Scope escalation — an entity reaching for permissions or resources beyond its assigned scope.
Bulk data exfiltration — a single well-formed call that returns far more data than the task needs.
Tool out of scope — invoking a tool that has no legitimate role in the current task.

The intent layer is rule-based: you declare the conditions, and each evaluation resolves to a block verdict (enforced, fail-closed — the call does not proceed) or a flag verdict (recorded for observation without stopping the task). Flag first to measure, then promote to block once the rule is trusted.

Because intent rules evaluate every hop, they extend to agent-to-agent chains. Each inter-agent call carries a chain identifier tying every hop back to the request that started it, so a verdict is attributable to the exact point in the chain — visible hop by hop in the chain graph view.
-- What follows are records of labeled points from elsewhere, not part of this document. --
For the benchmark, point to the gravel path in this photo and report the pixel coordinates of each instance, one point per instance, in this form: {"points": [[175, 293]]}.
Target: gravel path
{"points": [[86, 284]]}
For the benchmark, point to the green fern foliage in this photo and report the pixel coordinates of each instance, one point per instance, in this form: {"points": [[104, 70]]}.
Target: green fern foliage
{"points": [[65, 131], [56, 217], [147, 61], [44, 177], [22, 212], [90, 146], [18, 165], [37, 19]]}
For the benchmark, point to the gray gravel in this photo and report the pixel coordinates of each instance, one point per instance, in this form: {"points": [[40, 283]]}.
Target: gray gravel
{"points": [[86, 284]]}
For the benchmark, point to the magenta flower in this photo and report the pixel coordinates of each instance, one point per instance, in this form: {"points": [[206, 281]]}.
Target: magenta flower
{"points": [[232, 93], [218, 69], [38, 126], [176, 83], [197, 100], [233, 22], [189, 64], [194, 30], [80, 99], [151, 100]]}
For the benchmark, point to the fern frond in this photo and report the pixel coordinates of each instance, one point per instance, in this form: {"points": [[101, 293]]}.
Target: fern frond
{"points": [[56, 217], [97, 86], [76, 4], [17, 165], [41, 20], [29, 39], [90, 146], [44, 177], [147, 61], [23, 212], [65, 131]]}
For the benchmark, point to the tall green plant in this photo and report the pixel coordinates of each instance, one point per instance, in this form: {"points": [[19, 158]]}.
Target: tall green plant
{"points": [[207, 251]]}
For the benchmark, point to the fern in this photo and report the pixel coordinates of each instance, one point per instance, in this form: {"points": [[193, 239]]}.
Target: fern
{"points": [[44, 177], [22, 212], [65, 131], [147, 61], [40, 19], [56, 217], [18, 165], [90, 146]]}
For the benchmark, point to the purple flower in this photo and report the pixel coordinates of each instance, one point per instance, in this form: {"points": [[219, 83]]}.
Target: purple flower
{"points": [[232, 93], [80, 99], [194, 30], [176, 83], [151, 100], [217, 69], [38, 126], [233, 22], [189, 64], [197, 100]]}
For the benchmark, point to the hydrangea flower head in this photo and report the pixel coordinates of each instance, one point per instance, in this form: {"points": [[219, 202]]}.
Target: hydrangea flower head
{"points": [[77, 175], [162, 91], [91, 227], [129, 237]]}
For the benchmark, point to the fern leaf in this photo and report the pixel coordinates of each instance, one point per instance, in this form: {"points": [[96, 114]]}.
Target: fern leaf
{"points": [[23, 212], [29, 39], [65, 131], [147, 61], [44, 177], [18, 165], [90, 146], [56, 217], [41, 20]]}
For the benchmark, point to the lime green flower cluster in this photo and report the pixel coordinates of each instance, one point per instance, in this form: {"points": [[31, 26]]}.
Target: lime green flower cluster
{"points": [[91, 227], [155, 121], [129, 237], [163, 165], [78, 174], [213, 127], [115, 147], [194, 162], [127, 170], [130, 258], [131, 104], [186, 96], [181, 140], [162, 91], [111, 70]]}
For the concepts behind this, see Content Guardrails for AI Agents and Agent-to-Agent (A2A) Communication, Governed.

Guardrail engines

Under the configuration model above, three evaluation engines do the work, and a guardrail can combine them:

Rule and pattern matching. Deterministic checks — keyword and regex rules — evaluated in-line with negligible latency. Patterns are guarded against pathological regex (ReDoS), so a badly written rule cannot stall the evaluation path. Best for tool-name restrictions, known-bad strings, and structural checks.
PII detection and redaction. Purpose-built detection of personal data categories (emails, phone numbers, identifiers) with redaction as the action — the content proceeds with the sensitive spans removed, rather than the whole message being blocked.
LLM-based evaluation. A model-judged check for semantic categories that patterns cannot express — topical restrictions, intent classification, nuanced content policies. Higher latency and cost than pattern rules, so it is best reserved for the flows whose risk justifies it.
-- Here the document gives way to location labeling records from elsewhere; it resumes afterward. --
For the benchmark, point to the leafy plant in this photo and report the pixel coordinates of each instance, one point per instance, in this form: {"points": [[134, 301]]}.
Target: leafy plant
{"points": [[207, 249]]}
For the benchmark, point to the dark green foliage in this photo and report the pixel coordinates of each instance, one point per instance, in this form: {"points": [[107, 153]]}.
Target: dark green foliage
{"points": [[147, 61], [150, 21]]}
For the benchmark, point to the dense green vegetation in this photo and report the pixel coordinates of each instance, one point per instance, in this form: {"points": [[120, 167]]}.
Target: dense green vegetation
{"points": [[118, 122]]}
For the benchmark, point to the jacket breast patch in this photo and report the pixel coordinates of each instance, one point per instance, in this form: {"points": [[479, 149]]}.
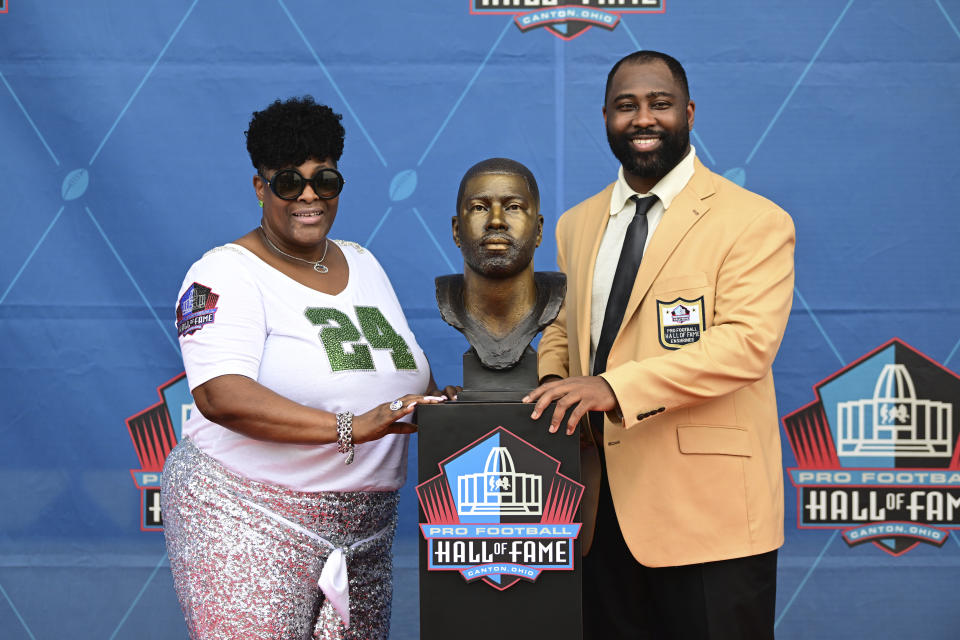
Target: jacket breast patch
{"points": [[680, 321]]}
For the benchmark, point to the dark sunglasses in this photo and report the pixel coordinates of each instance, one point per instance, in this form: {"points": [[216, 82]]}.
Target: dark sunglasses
{"points": [[288, 184]]}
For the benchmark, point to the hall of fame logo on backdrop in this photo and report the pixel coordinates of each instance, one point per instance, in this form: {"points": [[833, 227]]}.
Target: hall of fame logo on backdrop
{"points": [[878, 451], [155, 431], [566, 19], [500, 511]]}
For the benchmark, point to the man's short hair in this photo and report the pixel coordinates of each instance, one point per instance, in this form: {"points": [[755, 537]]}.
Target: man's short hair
{"points": [[504, 166], [644, 56]]}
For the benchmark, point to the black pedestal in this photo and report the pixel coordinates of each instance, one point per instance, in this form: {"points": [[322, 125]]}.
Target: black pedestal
{"points": [[499, 512]]}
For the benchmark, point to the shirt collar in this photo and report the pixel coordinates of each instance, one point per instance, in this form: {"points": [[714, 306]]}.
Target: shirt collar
{"points": [[666, 189]]}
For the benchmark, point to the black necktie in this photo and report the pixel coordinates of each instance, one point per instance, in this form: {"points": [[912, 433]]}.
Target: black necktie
{"points": [[623, 280]]}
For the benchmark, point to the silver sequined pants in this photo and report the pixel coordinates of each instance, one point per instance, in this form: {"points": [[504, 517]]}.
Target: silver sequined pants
{"points": [[246, 556]]}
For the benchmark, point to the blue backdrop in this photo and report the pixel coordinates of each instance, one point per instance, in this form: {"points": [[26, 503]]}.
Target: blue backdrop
{"points": [[122, 160]]}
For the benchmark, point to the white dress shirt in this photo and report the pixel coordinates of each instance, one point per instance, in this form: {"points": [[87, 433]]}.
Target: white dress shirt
{"points": [[621, 213]]}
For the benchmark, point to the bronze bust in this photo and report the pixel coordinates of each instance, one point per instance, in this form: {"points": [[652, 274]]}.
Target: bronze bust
{"points": [[499, 303]]}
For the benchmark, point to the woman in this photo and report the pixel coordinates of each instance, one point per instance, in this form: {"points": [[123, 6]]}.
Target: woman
{"points": [[279, 505]]}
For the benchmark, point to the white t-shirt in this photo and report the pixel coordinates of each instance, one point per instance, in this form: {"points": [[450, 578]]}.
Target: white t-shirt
{"points": [[345, 352]]}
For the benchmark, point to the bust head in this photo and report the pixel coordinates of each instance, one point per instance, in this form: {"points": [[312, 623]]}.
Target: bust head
{"points": [[499, 303], [498, 223]]}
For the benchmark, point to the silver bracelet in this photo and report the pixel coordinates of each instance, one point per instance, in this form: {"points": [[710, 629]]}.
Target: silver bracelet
{"points": [[345, 435]]}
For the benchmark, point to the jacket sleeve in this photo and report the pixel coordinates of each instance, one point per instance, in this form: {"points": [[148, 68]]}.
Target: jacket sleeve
{"points": [[553, 352], [754, 293]]}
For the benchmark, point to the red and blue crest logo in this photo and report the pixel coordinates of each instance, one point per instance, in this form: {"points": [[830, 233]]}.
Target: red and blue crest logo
{"points": [[500, 511], [878, 451]]}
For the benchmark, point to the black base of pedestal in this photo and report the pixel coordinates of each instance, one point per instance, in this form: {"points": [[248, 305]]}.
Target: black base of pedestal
{"points": [[452, 607]]}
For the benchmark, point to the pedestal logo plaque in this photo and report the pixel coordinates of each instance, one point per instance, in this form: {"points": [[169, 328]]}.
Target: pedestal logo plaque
{"points": [[500, 511]]}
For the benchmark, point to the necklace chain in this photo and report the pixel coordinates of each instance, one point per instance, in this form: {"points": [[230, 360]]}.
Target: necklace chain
{"points": [[318, 266]]}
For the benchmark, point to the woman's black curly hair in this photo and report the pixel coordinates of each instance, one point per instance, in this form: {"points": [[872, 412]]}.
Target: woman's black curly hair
{"points": [[288, 133]]}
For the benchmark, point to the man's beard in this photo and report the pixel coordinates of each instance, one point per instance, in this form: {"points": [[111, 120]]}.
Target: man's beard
{"points": [[650, 164]]}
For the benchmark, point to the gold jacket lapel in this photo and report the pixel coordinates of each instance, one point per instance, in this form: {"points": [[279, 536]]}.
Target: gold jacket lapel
{"points": [[595, 223], [690, 205]]}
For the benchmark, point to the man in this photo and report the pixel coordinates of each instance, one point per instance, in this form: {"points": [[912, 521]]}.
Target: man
{"points": [[684, 508], [499, 303]]}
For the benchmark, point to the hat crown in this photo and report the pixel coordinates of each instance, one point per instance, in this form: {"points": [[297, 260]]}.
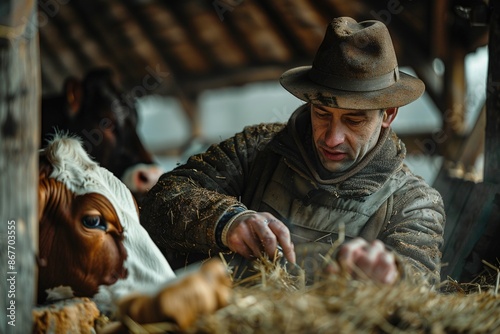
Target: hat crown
{"points": [[355, 67], [353, 51]]}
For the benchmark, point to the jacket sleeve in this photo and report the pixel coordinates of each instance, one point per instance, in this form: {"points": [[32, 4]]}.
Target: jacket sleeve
{"points": [[182, 210], [415, 229]]}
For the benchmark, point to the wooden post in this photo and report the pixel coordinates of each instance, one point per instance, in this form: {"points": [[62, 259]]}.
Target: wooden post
{"points": [[492, 139], [19, 141]]}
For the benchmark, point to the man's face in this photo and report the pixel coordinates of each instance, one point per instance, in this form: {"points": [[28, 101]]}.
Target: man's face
{"points": [[342, 137]]}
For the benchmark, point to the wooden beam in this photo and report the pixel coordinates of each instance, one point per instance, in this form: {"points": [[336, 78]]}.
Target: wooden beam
{"points": [[492, 139], [19, 141]]}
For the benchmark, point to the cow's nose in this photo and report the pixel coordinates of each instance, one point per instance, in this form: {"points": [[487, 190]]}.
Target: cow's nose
{"points": [[140, 178]]}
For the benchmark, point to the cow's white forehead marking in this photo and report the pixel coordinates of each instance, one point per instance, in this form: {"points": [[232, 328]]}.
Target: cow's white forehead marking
{"points": [[80, 174]]}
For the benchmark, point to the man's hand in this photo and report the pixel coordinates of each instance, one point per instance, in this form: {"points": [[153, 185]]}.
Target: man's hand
{"points": [[361, 259], [256, 232]]}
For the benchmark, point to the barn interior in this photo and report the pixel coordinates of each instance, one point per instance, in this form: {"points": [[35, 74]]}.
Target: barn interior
{"points": [[201, 70]]}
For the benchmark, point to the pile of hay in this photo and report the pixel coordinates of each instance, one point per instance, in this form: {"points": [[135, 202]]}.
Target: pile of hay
{"points": [[273, 301]]}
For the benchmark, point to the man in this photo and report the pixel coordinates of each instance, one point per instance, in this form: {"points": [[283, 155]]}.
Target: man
{"points": [[335, 165]]}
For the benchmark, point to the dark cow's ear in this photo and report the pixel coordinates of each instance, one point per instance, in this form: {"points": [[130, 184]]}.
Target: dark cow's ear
{"points": [[74, 95]]}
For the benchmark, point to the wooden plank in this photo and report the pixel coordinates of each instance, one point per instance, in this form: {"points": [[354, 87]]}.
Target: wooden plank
{"points": [[492, 141], [19, 141], [478, 212], [455, 198]]}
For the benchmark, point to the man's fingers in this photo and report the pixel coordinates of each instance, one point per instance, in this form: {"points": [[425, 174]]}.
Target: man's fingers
{"points": [[260, 232], [283, 238]]}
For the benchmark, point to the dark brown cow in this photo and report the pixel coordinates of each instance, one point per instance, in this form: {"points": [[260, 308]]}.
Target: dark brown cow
{"points": [[105, 118], [91, 244]]}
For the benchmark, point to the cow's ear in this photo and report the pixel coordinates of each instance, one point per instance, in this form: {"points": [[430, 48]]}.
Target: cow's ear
{"points": [[74, 95]]}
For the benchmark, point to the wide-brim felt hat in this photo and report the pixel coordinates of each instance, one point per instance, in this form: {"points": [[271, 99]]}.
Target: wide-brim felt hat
{"points": [[355, 67]]}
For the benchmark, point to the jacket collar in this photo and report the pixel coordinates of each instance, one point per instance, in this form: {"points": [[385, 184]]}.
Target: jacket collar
{"points": [[295, 144]]}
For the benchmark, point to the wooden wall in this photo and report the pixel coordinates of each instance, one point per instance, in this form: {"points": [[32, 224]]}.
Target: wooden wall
{"points": [[19, 140]]}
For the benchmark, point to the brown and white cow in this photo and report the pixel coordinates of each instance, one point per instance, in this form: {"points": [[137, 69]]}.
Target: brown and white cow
{"points": [[105, 117], [91, 244]]}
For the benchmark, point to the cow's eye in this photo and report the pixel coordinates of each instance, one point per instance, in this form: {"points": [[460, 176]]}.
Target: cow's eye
{"points": [[95, 222]]}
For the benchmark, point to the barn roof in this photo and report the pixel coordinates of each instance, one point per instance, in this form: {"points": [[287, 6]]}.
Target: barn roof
{"points": [[185, 47]]}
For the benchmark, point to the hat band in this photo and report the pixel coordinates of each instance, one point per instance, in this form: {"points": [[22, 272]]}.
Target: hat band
{"points": [[354, 85]]}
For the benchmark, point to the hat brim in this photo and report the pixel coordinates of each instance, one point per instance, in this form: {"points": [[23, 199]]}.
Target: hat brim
{"points": [[406, 90]]}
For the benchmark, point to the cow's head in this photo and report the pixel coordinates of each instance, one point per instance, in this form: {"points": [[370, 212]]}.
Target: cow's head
{"points": [[105, 117], [81, 210]]}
Templates and presets cover the common configurations, so most teams start from a preset and tune rather than authoring from scratch. Every evaluation is recorded: content logs capture what was checked and what verdict resulted, and per-guardrail statistics and health views show hit rates over time — which is how you distinguish a guardrail that is working from one that is merely configured.

Guardrails vs policies

Guardrails and policies serve different purposes:

	Guardrails	Policies
What	Content of communication	Mechanics of communication
Examples	Block PII, restrict tool access	Rate limits, geo-restrictions
Scope	Semantic analysis	Operational parameters

Both work together. A request that satisfies policy controls (within rate limits, from an approved region) is also subject to guardrail evaluation (requesting prohibited data).

Common questions

Which guardrail engine should I start with? Pattern rules and PII redaction first: they are deterministic, near-free in latency, and cover the highest-frequency risks (known-bad content, sensitive data in responses). Add LLM-based evaluation selectively, on the flows where semantic judgment is worth its latency and cost — the stats views will tell you where pattern rules are missing things.
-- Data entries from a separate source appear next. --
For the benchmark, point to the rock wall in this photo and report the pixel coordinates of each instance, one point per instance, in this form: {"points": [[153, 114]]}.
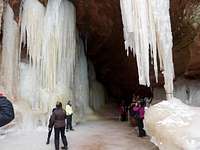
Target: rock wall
{"points": [[100, 24]]}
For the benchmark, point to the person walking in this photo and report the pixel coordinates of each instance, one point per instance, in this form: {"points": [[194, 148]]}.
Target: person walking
{"points": [[57, 121], [69, 112], [50, 128], [6, 110], [139, 116]]}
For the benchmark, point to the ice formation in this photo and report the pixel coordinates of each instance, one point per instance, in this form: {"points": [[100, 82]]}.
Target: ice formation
{"points": [[147, 31], [188, 91], [176, 126], [48, 62], [9, 64], [50, 36], [1, 11]]}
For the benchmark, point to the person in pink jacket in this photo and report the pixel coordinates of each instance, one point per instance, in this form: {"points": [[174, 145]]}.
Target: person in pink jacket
{"points": [[139, 117]]}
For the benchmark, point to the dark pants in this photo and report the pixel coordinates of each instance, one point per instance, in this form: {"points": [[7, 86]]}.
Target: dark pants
{"points": [[140, 127], [69, 122], [57, 134], [49, 135]]}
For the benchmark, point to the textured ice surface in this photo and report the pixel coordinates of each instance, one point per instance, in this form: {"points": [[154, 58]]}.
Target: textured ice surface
{"points": [[55, 67], [173, 125], [147, 31], [188, 91]]}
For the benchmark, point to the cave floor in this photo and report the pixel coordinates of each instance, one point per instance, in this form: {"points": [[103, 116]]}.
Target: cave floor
{"points": [[92, 135]]}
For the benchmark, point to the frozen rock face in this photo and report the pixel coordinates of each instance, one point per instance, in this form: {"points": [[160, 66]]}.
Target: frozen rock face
{"points": [[188, 91], [55, 65], [193, 67], [100, 22], [173, 125]]}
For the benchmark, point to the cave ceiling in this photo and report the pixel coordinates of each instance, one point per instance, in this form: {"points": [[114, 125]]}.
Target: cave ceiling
{"points": [[99, 23]]}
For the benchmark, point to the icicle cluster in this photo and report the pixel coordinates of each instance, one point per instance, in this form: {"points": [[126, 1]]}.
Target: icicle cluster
{"points": [[147, 30], [51, 41], [1, 11], [9, 65]]}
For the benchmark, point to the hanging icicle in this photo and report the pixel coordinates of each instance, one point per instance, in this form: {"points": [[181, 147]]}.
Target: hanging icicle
{"points": [[147, 30], [9, 65]]}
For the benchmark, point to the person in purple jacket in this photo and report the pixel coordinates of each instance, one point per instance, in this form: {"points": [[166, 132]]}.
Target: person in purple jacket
{"points": [[139, 117]]}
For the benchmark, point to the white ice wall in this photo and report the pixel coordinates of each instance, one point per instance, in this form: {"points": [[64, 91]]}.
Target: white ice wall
{"points": [[173, 125], [55, 68]]}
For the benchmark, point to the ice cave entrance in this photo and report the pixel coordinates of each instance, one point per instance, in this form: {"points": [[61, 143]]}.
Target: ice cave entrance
{"points": [[43, 60]]}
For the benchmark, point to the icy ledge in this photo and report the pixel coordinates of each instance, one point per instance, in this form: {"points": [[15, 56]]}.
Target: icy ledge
{"points": [[173, 125]]}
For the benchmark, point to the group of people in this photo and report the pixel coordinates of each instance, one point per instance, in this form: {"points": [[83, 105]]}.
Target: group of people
{"points": [[57, 121], [136, 111]]}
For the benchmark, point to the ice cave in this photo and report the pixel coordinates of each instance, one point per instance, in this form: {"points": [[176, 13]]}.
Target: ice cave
{"points": [[130, 69]]}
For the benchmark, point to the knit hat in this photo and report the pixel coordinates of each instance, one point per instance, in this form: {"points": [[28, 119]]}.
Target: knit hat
{"points": [[1, 93]]}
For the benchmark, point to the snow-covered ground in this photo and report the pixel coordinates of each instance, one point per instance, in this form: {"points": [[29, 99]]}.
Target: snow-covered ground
{"points": [[93, 135]]}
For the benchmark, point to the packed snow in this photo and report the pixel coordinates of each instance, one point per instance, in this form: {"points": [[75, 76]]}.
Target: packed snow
{"points": [[173, 125]]}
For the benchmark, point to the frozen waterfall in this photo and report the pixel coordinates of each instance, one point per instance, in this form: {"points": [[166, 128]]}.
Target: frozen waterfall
{"points": [[43, 63], [147, 31]]}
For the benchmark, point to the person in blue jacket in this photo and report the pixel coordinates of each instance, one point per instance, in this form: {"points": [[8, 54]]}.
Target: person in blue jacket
{"points": [[6, 110]]}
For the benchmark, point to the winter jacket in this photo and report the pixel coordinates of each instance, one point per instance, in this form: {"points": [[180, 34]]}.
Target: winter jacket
{"points": [[6, 111], [69, 110], [140, 111], [58, 118]]}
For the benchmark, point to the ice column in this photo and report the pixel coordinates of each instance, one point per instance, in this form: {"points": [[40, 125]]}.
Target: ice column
{"points": [[9, 65], [50, 36], [147, 31]]}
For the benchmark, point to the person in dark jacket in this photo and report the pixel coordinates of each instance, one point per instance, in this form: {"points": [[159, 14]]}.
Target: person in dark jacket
{"points": [[50, 128], [139, 116], [6, 110], [58, 121], [69, 112]]}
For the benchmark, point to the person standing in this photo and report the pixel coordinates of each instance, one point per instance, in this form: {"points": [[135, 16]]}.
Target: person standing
{"points": [[139, 116], [6, 110], [50, 128], [69, 112], [123, 111], [58, 121]]}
Do guardrails block by default, or just log? Guardrails are enforced in-line — a block verdict stops the content from proceeding, and redaction modifies it before delivery. For intent-layer rules specifically, you choose per rule between block (enforced, fail-closed) and flag (recorded without stopping the task); the recommended pattern is flag first to measure, then promote to block once the rule is trusted.

Why configure guardrails per direction rather than per entity? Because the risks differ by direction: what a client may send (injection, prohibited requests) and what it may receive (PII, internal details) are different rule sets. Per-direction configuration on the connection expresses both precisely, and lets the same entity carry different rules on different relationships.

How do I know a guardrail is actually working? Check its evaluation record: content logs show every check and verdict, and per-guardrail statistics show hit rates over time. A guardrail with zero evaluations is not attached to the flow you think it is — that absence is the most common misconfiguration, and the stats surface makes it visible.